# How r thigs there???????



## sumada (Feb 28, 2009)

Still outside Egypt and this forum seems to have become very quite. Is this a reflection of whats going on in Egypt. Have people not come back yet. Hows the rental market? are company employes renting in maadi or is it true all moved up to compounds in 5th settlement. I am thinking to return in the new year. does anyone know how are the numbers in the schools in Maadi. Are the numbers of students still down? What about the roads, still as dangerous as ever. Do you find things difficult to find in the shop? is all the import stuff still available. Ok would love to hear whats going on from some of you there on the ground. We see odds bits on the news but only activities on a friday after prayers. Let us know how life is there


----------



## MaidenScotland (Jun 6, 2009)

Yes things are quiet re expats... the Americans just came back in the last couple of weeks and I know a great number of companies are now just offering single status jobs plus the families that were here with children in school cannot keep taking them out of school when trouble starts. 

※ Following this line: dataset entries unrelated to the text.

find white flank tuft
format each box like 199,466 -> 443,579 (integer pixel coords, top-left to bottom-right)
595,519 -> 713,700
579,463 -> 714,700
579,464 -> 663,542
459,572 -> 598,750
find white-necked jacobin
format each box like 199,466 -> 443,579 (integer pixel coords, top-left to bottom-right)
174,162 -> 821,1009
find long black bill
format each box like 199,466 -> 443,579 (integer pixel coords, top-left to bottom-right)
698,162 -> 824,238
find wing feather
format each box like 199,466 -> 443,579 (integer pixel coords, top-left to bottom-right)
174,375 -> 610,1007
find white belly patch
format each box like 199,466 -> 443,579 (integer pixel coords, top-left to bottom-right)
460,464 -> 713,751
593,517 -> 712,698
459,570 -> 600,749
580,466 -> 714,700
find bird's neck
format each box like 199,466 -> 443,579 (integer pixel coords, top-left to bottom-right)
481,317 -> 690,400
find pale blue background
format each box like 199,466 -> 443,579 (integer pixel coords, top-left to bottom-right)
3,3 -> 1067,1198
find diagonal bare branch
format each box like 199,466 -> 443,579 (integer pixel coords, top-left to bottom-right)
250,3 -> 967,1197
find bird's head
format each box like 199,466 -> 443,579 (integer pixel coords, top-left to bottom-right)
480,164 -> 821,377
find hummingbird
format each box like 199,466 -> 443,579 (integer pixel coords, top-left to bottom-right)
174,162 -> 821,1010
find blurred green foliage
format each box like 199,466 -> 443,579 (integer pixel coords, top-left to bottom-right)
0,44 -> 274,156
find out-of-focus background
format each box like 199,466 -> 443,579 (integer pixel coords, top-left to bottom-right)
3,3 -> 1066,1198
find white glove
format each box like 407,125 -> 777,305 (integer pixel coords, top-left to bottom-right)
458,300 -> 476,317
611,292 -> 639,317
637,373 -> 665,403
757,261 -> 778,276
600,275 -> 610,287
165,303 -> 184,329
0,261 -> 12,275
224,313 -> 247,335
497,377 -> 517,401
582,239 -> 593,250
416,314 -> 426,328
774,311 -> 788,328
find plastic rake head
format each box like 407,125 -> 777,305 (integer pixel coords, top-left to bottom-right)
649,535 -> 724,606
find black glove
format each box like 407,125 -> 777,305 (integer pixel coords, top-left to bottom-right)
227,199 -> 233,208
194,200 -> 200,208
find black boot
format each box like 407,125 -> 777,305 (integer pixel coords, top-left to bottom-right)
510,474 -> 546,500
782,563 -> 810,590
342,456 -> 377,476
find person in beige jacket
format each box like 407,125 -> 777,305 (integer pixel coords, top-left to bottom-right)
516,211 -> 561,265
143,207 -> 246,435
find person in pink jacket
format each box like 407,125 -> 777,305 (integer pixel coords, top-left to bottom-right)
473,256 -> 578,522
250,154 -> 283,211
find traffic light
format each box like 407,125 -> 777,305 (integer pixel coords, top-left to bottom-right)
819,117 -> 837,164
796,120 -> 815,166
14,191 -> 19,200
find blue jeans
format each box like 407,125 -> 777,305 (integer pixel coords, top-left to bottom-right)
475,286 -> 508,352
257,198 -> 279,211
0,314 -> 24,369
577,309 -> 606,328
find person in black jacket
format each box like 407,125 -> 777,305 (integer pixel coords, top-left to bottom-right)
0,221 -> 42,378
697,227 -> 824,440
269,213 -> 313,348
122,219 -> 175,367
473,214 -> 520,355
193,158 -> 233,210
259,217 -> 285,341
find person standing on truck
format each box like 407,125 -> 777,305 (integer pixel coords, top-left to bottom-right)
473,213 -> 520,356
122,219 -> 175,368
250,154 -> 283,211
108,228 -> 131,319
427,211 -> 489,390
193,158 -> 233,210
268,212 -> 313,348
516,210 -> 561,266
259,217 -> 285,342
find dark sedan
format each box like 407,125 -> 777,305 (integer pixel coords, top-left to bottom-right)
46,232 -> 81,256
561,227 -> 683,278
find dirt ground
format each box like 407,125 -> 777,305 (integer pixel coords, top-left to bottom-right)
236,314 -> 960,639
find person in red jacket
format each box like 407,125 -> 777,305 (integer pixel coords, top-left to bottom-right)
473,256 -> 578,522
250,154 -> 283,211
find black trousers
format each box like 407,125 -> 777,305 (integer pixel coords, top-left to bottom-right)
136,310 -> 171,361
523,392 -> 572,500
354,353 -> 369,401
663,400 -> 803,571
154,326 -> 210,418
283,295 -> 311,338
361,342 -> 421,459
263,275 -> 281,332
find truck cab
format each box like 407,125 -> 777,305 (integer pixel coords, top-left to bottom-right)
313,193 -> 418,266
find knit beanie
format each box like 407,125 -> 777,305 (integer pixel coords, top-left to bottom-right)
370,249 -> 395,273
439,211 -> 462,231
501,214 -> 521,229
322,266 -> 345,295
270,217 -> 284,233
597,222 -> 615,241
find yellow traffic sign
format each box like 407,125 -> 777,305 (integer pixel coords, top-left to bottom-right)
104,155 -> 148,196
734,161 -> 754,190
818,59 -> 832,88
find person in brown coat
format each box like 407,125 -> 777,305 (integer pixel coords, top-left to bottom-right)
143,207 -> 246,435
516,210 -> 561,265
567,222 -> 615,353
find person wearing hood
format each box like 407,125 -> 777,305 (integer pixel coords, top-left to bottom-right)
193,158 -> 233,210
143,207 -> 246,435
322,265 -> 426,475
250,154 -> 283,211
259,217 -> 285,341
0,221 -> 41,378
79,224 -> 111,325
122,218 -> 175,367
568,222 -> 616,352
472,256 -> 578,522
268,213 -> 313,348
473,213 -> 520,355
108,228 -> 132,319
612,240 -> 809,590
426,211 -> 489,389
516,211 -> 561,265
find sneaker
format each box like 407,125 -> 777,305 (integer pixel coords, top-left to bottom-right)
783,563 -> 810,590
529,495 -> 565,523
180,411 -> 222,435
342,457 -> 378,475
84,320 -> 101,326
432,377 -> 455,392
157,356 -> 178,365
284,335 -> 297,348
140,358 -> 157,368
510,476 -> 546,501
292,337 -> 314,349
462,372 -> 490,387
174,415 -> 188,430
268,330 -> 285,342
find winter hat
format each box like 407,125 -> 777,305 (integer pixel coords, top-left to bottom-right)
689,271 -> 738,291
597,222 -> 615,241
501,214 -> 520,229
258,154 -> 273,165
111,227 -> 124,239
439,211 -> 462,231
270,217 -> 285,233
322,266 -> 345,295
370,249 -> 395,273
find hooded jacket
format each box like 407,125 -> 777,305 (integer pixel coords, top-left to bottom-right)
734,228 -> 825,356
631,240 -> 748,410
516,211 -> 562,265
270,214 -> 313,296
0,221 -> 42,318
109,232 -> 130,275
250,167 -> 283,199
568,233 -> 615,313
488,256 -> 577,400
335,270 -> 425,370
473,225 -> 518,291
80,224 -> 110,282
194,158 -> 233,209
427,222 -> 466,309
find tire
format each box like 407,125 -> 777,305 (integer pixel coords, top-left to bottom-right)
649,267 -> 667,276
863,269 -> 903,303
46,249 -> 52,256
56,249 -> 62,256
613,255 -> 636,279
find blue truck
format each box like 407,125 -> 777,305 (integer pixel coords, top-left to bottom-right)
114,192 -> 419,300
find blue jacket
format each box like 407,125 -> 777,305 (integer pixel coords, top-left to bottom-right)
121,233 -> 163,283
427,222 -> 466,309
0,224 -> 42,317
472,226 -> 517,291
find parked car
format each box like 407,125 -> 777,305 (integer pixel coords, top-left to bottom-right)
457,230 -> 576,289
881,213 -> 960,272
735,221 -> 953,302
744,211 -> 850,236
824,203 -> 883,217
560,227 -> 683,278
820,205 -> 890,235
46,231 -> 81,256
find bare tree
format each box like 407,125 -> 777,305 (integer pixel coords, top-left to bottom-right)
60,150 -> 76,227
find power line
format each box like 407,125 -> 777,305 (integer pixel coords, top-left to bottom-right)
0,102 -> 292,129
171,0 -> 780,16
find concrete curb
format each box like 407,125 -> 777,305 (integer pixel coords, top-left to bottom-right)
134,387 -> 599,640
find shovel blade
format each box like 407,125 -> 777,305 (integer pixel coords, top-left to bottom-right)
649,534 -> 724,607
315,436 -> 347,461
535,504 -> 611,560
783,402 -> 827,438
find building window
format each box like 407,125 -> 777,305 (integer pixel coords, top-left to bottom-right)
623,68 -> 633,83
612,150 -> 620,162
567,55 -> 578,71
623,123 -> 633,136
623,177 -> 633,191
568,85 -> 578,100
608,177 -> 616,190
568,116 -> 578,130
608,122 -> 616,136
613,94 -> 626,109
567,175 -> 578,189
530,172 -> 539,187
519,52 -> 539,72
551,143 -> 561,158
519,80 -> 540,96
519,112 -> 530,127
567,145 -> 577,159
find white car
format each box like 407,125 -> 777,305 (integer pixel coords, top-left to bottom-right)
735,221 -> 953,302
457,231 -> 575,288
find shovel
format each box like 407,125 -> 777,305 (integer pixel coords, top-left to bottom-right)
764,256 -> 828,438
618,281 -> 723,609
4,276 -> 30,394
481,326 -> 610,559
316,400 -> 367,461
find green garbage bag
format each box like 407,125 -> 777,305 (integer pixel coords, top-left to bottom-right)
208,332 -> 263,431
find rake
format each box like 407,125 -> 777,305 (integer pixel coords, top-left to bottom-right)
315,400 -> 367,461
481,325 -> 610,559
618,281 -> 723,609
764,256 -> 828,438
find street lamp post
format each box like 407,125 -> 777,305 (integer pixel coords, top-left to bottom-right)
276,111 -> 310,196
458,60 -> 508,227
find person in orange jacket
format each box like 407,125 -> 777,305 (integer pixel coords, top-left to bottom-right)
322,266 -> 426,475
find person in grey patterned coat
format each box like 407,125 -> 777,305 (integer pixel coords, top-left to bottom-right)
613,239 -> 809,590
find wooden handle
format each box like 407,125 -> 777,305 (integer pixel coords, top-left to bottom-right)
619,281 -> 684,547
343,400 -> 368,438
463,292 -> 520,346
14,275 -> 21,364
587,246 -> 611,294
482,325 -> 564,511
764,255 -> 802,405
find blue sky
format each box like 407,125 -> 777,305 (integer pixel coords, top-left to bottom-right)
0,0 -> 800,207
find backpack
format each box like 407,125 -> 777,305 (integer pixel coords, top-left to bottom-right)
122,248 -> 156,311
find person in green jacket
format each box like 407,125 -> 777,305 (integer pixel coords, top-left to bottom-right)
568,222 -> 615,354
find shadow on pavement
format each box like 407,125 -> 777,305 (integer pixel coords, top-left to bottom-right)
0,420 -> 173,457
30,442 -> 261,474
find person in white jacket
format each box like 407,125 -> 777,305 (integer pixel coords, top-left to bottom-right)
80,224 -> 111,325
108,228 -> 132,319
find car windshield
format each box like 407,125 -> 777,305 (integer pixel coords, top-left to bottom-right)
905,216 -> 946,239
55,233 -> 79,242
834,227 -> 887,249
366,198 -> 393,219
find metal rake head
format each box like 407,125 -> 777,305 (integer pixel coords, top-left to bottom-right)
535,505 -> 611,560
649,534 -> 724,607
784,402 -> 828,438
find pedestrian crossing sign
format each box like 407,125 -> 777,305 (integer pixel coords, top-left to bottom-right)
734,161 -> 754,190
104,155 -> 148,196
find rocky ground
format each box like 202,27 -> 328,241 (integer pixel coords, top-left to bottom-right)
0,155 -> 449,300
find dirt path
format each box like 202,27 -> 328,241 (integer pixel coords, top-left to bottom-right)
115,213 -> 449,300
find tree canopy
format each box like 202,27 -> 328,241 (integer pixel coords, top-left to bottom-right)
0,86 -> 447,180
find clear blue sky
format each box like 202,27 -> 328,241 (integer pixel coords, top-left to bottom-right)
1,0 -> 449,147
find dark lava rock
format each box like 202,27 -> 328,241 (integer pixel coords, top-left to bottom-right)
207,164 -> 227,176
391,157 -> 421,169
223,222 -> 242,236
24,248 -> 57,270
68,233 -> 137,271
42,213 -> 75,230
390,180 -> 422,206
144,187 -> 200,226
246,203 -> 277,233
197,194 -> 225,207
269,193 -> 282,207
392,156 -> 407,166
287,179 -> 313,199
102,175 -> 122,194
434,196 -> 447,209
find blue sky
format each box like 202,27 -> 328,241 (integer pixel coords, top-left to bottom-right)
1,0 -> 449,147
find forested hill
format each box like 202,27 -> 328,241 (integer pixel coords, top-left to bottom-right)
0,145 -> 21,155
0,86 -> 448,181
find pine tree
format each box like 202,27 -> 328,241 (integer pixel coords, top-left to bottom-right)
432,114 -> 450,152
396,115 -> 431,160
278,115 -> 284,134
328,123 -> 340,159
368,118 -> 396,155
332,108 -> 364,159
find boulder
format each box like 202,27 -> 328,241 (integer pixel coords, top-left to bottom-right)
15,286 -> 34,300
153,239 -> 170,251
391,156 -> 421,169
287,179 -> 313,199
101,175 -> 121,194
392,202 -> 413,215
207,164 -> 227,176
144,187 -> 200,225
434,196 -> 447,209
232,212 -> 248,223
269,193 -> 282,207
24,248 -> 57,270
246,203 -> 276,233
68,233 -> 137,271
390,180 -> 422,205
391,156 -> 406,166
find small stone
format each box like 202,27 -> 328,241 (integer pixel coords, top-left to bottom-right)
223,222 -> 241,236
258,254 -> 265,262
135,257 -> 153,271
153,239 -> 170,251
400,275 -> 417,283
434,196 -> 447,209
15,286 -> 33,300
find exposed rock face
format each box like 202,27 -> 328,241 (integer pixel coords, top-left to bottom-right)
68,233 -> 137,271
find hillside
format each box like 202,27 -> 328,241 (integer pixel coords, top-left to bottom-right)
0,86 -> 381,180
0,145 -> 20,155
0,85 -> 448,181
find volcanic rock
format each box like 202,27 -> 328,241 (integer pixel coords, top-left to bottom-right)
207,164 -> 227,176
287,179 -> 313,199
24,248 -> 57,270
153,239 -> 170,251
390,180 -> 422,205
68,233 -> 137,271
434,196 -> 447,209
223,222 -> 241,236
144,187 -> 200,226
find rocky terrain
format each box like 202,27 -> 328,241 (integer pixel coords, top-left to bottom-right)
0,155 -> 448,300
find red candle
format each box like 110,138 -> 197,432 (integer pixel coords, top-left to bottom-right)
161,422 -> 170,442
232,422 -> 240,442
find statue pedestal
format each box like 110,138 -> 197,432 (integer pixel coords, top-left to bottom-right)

Yes I know some people who have been moved from Maadi to Kattayma.. at their employers insistence

Yes the roads are still as dangerous and in fact maybe more so as the weight/time restrictions on the roads is now ignored

No the news outside Egypt is not showing what is going on, there are against the coup marches quite often, student demonstrations. The road from the Zoo up to the Uni is blocked off with tanks, the police stations are surrounded by tanks and armed police. 

To be honest I think we take these things in our stride and no longer find them newsworthy


----------



## EgyptianTourist (Dec 2, 2013)

I agree with MaidenScotland, from what I've seen this instability has become very much the norm and not very newsworthy. 
I am doing consulting and have been forced to stay at the 5th Settlement, fairly safe yet away from any of Cairo's main attractions, something I wanted to take advantage of whilst here.


----------



## bermac (Mar 1, 2011)

Things are much quieter and more stable than before. Maadi seems cleaner. Fewer piles of garbage on the street. Yes there are demonstrations but they are largely peaceful. The curfew is lifted. Families are returning.


----------